The bear is hot, is what I’m saying. The bear is hairy. And the bear sweats.

But summer opens up to me like a gentle flower in other ways, as well.

I hate sun block, and summer knows it. That’s why summer tries to burn my beautiful, pale skin every damn day, sunup to sundown. I can’t just leap out my front door and frolic down the bright sidewalk. No, no. First I must apply the Dread Lotion.

Listen, I wouldn’t trade my rickety hulking man arms for anything, but smearing sun block all over my forearms is not fun. It’s like smearing sunblock all over a really handsome dog. It takes many, many minutes of scrubbing just to penetrate the outer coat of fur. And when I’ve finally finished, my hands are slathered in greasy goo, so when I try to grab the bottle of sun block it shoots from my grip like a slimy missile and lands behind the toilet every single time.

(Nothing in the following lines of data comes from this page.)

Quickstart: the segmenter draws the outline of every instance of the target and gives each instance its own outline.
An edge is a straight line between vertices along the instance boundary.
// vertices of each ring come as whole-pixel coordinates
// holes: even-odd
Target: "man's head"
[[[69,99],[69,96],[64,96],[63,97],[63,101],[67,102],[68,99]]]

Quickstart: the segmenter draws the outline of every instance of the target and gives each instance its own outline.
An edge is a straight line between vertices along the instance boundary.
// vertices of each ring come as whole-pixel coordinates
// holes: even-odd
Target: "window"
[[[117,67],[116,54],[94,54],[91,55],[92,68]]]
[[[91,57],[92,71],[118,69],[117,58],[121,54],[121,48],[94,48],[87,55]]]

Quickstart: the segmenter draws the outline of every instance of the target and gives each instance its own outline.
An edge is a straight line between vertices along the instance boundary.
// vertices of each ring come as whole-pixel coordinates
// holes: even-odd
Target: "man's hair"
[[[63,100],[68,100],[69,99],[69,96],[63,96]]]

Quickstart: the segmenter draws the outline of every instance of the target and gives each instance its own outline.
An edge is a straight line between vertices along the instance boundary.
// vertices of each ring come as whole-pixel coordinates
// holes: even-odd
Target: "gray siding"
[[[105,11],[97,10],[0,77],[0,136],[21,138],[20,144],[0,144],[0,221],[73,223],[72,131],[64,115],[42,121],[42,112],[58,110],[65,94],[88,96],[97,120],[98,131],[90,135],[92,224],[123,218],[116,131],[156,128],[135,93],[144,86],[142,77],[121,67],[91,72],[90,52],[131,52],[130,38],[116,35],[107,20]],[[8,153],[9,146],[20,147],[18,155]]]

Thanks, summer. Keep up the good work.

I also know it’s summer because my wife asks me to go for walks with much greater frequency. Now, I know that I’ll enjoy these walks. I always do. My wife has a 100 percent success rate in suggesting activities I’ll like or even love, despite my many hesitations. So when she wants to get outside to stroll through the neighborhood, trailing after a billowing summer breeze as the sun sets and leaves behind a deep purple sky ... I get all grumpy and drag my feet like an enraged toddler leaving a toy store. 

But summer calls to her. And when it does, we answer. All of us.

And finally, I know it’s summer because once I’m finally walking down the sidewalk, holding my wife’s hand and trying to stumble along with her elegant strides, I see the fireflies. The sky grows dim and there they are, flittering along the edges of everything.

We love fireflies. Of course we do.

My kids will stop goofing around and stand silent, watching for the little dancing lights popping on and off here and there. By those lilacs. By that doorstep. Up in that tree.

They appear from behind some black curtain, showing themselves for only a moment or two before vanishing again. A tiny magic act.

Watch closely now ... poof.

We know how the trick works. It’s a chemical reaction in their bellies, causing a luminous reaction in our hearts – from where all the best magic comes.

It’s science. But science that’s as good as or better than magic. So why don’t we just call it magic? Let’s do it. Let’s call fireflies magic. We’ve studied them, we understand them, and we can explain them. But they’re still amazing, so we can call them magic if we want to, can’t we?

This is a magic of the most basic kind. A magic of the most hopeful kind. A small wonder, out there in the summer dark.

A little bit of light winking back at us.